This is the documentation for CDH 5.1.0.
Documentation for other versions is available at Cloudera Documentation.

Preparing to Index Data

Complete the following steps in preparation for indexing example data with MapReduce or Flume:

  1. Start a SolrCloud cluster containing two servers (this example uses two shards) as described in Deploying Cloudera Search. Stop and continue with the next step here after running the Starting Solr in SolrCloud Mode step and verifying that the two server processes are running.

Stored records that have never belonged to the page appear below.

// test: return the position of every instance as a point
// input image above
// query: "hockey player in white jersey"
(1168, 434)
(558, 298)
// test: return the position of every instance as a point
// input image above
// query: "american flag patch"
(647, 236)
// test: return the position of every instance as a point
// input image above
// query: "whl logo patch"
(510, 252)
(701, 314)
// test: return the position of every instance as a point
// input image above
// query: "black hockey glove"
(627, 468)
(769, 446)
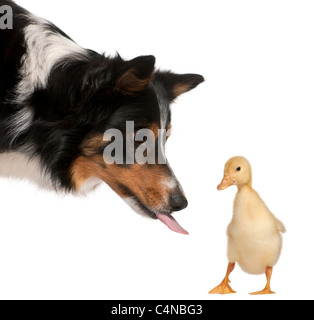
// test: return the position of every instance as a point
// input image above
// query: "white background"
(258, 101)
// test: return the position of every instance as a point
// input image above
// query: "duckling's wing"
(280, 226)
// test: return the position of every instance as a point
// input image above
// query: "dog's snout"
(178, 202)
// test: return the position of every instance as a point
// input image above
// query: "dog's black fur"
(55, 114)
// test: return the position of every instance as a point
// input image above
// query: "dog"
(58, 99)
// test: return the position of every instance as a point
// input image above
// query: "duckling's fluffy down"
(254, 234)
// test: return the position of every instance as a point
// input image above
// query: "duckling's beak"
(225, 183)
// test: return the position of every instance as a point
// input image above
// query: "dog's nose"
(178, 202)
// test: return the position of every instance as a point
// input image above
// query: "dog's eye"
(139, 142)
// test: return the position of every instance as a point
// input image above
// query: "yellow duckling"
(254, 234)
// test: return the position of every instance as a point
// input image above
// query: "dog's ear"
(177, 84)
(135, 75)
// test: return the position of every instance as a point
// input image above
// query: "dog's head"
(126, 146)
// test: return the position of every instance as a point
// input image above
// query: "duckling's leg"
(269, 271)
(224, 287)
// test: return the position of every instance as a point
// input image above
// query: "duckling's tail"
(281, 227)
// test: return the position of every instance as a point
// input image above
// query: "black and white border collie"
(56, 101)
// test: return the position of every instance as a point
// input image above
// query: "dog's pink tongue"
(171, 223)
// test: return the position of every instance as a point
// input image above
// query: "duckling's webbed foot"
(269, 271)
(224, 287)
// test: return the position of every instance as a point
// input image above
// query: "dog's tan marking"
(147, 182)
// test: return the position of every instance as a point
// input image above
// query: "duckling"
(254, 234)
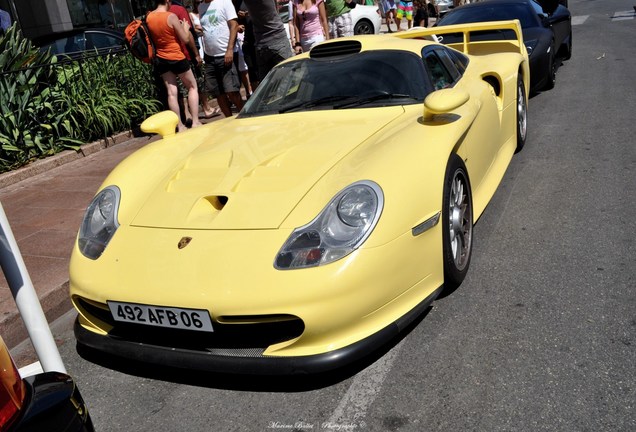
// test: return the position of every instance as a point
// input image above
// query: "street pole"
(27, 300)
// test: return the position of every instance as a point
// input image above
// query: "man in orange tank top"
(167, 31)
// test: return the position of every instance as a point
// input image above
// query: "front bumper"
(246, 361)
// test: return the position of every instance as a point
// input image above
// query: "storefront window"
(100, 13)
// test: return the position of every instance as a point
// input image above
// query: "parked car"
(304, 233)
(366, 19)
(81, 42)
(46, 402)
(547, 36)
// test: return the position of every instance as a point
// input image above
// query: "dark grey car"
(547, 32)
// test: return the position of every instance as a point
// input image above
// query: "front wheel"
(457, 219)
(522, 114)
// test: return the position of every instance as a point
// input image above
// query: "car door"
(559, 21)
(483, 139)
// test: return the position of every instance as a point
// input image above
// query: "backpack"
(138, 40)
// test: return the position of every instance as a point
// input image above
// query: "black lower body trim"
(263, 365)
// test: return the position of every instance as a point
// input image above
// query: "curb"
(42, 165)
(55, 302)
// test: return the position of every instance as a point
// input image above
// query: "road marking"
(364, 389)
(623, 15)
(580, 19)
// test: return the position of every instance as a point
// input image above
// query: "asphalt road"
(540, 336)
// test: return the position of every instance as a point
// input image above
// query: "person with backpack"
(167, 31)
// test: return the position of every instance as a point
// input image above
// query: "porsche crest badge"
(184, 242)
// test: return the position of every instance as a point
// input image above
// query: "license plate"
(160, 316)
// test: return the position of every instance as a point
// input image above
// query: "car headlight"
(340, 228)
(531, 45)
(100, 222)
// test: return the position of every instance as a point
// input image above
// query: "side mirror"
(444, 101)
(549, 6)
(163, 123)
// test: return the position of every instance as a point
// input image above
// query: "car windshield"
(367, 79)
(495, 12)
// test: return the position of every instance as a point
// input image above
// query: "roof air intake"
(335, 49)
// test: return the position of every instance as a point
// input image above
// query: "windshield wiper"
(316, 102)
(376, 97)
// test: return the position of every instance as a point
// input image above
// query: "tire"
(522, 114)
(551, 71)
(457, 223)
(363, 26)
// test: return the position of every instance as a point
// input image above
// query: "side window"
(437, 66)
(459, 60)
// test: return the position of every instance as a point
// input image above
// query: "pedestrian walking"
(404, 10)
(339, 18)
(310, 24)
(220, 27)
(388, 7)
(271, 42)
(168, 32)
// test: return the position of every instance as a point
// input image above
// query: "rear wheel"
(457, 219)
(522, 114)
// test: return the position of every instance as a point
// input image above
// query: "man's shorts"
(219, 78)
(175, 66)
(405, 9)
(270, 54)
(198, 76)
(340, 26)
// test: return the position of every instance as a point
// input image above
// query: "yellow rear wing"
(483, 46)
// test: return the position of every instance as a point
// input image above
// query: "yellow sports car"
(305, 232)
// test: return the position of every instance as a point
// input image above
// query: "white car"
(366, 19)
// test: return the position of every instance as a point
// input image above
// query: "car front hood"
(250, 173)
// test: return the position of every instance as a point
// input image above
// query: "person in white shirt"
(219, 22)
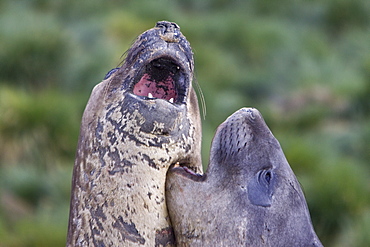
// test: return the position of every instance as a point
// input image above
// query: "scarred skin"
(249, 195)
(128, 140)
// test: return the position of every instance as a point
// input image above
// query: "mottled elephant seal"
(249, 195)
(139, 120)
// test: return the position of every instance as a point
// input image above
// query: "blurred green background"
(304, 64)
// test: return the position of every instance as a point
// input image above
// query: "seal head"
(139, 120)
(249, 195)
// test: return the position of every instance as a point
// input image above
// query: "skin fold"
(142, 118)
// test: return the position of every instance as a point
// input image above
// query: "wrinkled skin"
(249, 195)
(139, 120)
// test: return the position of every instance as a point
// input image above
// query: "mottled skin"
(249, 195)
(128, 140)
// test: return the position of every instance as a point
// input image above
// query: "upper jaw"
(162, 78)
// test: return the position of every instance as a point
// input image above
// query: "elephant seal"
(249, 195)
(139, 120)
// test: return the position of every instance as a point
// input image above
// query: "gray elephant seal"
(249, 195)
(139, 120)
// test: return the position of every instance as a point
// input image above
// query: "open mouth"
(162, 78)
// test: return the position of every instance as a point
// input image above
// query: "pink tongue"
(161, 89)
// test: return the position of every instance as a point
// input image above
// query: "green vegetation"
(304, 64)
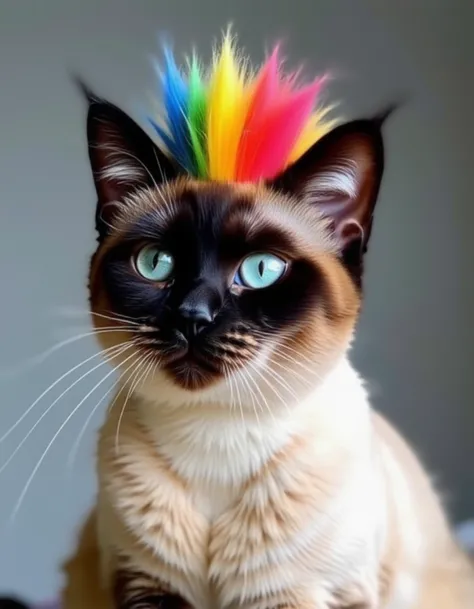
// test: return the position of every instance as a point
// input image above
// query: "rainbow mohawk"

  2. Generate the configuration files for the collection, including a tweet specific schema.xml:
    $ solrctl instancedir --generate $HOME/solr_configs3
    $ cp /usr/share/doc/search*/examples/solr-nrt/collection1/conf/schema.xml \
  3. Upload the instance directory to ZooKeeper:
    $ solrctl instancedir --create collection3 $HOME/solr_configs3
  4. Create the new collection:
    $ solrctl collection --create collection3 -s 2
  5. Verify the collection is live. For example, for the localhost, use http://localhost:8983/solr/#/~cloud.

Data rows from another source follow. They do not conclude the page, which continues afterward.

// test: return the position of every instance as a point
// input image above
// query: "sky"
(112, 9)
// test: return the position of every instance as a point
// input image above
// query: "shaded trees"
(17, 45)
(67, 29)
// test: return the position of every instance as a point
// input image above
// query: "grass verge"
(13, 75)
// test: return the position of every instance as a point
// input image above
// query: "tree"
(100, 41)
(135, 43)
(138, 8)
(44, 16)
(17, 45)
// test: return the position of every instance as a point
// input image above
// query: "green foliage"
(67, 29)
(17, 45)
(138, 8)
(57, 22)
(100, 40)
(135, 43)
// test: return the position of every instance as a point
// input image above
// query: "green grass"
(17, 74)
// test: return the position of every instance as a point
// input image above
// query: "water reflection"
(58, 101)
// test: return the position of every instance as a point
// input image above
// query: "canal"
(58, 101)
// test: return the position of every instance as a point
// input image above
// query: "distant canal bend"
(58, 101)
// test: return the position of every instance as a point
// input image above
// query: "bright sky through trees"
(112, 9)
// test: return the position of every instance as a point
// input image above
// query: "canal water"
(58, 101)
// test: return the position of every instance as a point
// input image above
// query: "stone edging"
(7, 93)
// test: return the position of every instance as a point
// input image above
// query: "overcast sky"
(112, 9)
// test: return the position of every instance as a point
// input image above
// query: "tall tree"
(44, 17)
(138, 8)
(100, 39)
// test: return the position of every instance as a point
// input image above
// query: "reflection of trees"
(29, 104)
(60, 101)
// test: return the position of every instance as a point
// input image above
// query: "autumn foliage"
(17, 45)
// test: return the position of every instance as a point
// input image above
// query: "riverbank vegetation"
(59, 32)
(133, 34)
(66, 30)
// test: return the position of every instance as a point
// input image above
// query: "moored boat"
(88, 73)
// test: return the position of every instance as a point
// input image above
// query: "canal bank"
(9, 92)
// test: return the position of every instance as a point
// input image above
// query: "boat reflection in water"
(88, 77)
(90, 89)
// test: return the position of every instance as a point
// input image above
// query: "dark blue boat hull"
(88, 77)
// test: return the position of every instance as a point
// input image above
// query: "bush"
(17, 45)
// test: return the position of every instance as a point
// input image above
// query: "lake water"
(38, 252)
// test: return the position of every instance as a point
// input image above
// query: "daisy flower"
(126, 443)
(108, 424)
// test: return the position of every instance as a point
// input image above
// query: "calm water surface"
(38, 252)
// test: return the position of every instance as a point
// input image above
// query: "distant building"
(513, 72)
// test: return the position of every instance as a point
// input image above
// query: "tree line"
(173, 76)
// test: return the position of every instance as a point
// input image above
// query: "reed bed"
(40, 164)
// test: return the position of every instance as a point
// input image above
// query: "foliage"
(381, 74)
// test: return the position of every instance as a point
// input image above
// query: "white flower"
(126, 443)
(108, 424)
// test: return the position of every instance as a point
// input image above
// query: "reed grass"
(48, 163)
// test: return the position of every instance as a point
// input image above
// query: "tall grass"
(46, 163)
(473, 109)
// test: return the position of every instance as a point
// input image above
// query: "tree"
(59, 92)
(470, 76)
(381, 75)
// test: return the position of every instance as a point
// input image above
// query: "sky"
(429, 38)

  6. Prepare the configuration layout for use with MapReduce:
    $ cp -r $HOME/solr_configs3 $HOME/collection3
  7. Locate input files suitable for indexing, and check that the directory exists. This example assumes you are running the following commands as a user $USER with access to HDFS.

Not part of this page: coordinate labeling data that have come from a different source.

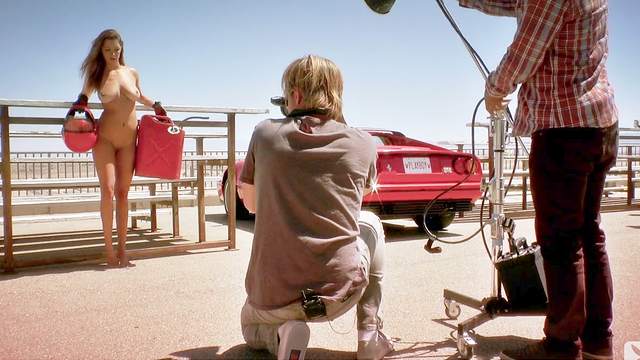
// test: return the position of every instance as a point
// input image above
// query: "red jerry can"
(159, 148)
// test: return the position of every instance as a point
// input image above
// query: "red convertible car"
(411, 173)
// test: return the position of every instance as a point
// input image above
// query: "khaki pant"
(260, 327)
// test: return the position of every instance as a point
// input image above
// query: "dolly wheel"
(451, 309)
(464, 347)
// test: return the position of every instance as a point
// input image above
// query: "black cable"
(431, 235)
(485, 72)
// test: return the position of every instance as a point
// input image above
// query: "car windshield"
(380, 140)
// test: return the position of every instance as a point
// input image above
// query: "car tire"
(241, 211)
(435, 222)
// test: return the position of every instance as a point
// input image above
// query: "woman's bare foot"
(112, 261)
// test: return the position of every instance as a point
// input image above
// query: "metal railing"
(81, 168)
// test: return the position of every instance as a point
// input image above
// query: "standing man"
(314, 254)
(566, 105)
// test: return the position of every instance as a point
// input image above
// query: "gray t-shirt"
(309, 189)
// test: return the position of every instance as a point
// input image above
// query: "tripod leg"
(432, 249)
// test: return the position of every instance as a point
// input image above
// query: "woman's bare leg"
(125, 158)
(104, 160)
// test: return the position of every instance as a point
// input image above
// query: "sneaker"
(541, 350)
(293, 340)
(375, 348)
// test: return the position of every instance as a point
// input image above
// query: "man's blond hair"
(319, 81)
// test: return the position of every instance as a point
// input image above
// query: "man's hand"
(494, 104)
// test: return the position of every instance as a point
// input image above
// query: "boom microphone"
(380, 6)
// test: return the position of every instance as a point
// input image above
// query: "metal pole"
(498, 124)
(6, 190)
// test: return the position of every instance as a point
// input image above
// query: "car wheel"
(241, 212)
(435, 222)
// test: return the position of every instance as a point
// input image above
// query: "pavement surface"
(188, 306)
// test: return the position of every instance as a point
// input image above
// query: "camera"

    $ sudo -u hdfs hadoop fs -mkdir -p /user/$USER
    $ sudo -u hdfs hadoop fs -chown $USER:$USER /user/$USER
    $ hadoop fs -mkdir -p /user/$USER/indir
    $ hadoop fs -copyFromLocal \
    /usr/share/doc/search*/examples/test-documents/sample-statuses-*.avro \
    $ hadoop fs -ls /user/$USER/indir
  8. Ensure that outdir exists in HDFS and that it is empty:
    $ hadoop fs -rm -r -skipTrash /user/$USER/outdir
    $ hadoop fs -mkdir /user/$USER/outdir
    $ hadoop fs -ls /user/$USER/outdir
  9. Collect HDFS/MapReduce configuration details. You can download these from Cloudera Manager or use /etc/hadoop, depending on your installation mechanism for the Hadoop cluster. This example uses the configuration found in /etc/hadoop/conf.cloudera.mapreduce1. Substitute the correct Hadoop configuration path for your cluster.